The morning sounds in the Iranian countryside
You always wake up to noise when touring Iran’s countryside – sometimes even before dawn. But the noises are never unpleasant.
Azan ever present in Iran’s cities and villages
There’s the azan (adhan in Arabic) call to the first prayer of the day just before dawn – which I personally find to be beautiful. It’s the urgency in the voice of the moazen declaring “I give witness” to the greatness of God. That never gets old for me.
The Animal noises in the Iranian village
Then there’s the rooster, of course, the biggest ego in town next to the Iranian males’.
And there’s the ding-a-ling of the copper bells hanging from the necks of the goats leading the sheep to pastures beyond.
We had the complete symphony this morning waking up in the village of Lāsem (LAW-sem), a couple of hours northeast of Tehran. Then fell asleep again on the floor of the village “suite” we found by chance.
Touring Iran’s countryside: Waking up
I remember this morning so well because it was my first morning on our latest escape from Tehran. Everything, the air, the colors, the light pouring in is crisp and fresh because of the horrid pollution we left behind a day earlier.
It was not an entirely pleasant night. The toilet stank – which is normal when strong winds blow the odor back up the squat toilet. And the blankets and bedrolls were so dirty that we finally braved the early November cold to the car and brought in our own sleeping bags.
But the cold crisp air and brilliant sun awaiting us the next morning made up for all the unpleasantness.
Touring Iran’s countryside: The village of Lāsem- a day trip from Tehran
This is what I saw the moment I stepped out in the morning in the village of Lasem.

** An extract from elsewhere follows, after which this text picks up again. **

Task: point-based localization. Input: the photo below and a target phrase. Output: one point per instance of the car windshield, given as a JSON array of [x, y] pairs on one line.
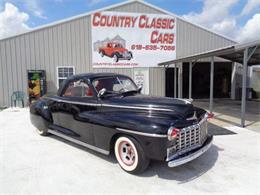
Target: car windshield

And this is what I saw across the street when I stepped out into the road:

And then down the road, beholding downtown Lāsem, the population more goats and sheep than people.

Touring Iran’s countryside: The unpredictability of the lodging
There was a small matter to settle before we left. Dear wife, Saeideh could not leave without expressing her dismay about the dirty linens.
“It would stay in my throat if I say nothing,” she said.
The problem with tourist lodging in Iran
A problem that tourists in Iran face constantly: lack of standards in overnight lodging. Whether you’re staying at hotels claiming five stars or at an ecolodge or just renting a room in someone’s home, it is difficult to avoid surprises. On this trip were are in for all kinds of pleasant and unpleasant surprises.
The art of avoiding insulting an Iranian
So she faces the elderly proprietors from the city of Amol and first, of course, per the classic Iranian custom she asks forgiveness in advance, that no form of insult is intended by what I’m about to say, and that we are eternally grateful for your generous hospitality and that we only want to help improve your business and make things better for your future guests …
and then and only then she delivers the but …
“But in our home, like most Iranians, we try to put out the best for our guests …,” she says explaining the dirty linens.
The wife, looking down from the second-floor balcony, didn’t take it well.
But her husband – a retired builder – cut off his wife’s attempt at protest. “Be quiet and listen,” he told her.
He apologized and thanked Saeideh for her feedback. The wife stayed quiet, fuming.

We got into the tank. The engine was warm by now.
We were in for plenty of eye candy on this glorious sunny day.
This is what I saw outside of the village:

I was getting high on the crisp air and the sight of the snowcapped mountains flanking the vast incredible landscape around us.
Touring rural Iran: The thrill of facing Mt. Damāvand
Little did we know we were about to meet “the bride” of all mountains. The first sight of Mt. Damāvand was so unexpected and thrilling, I suddenly slammed on the brakes.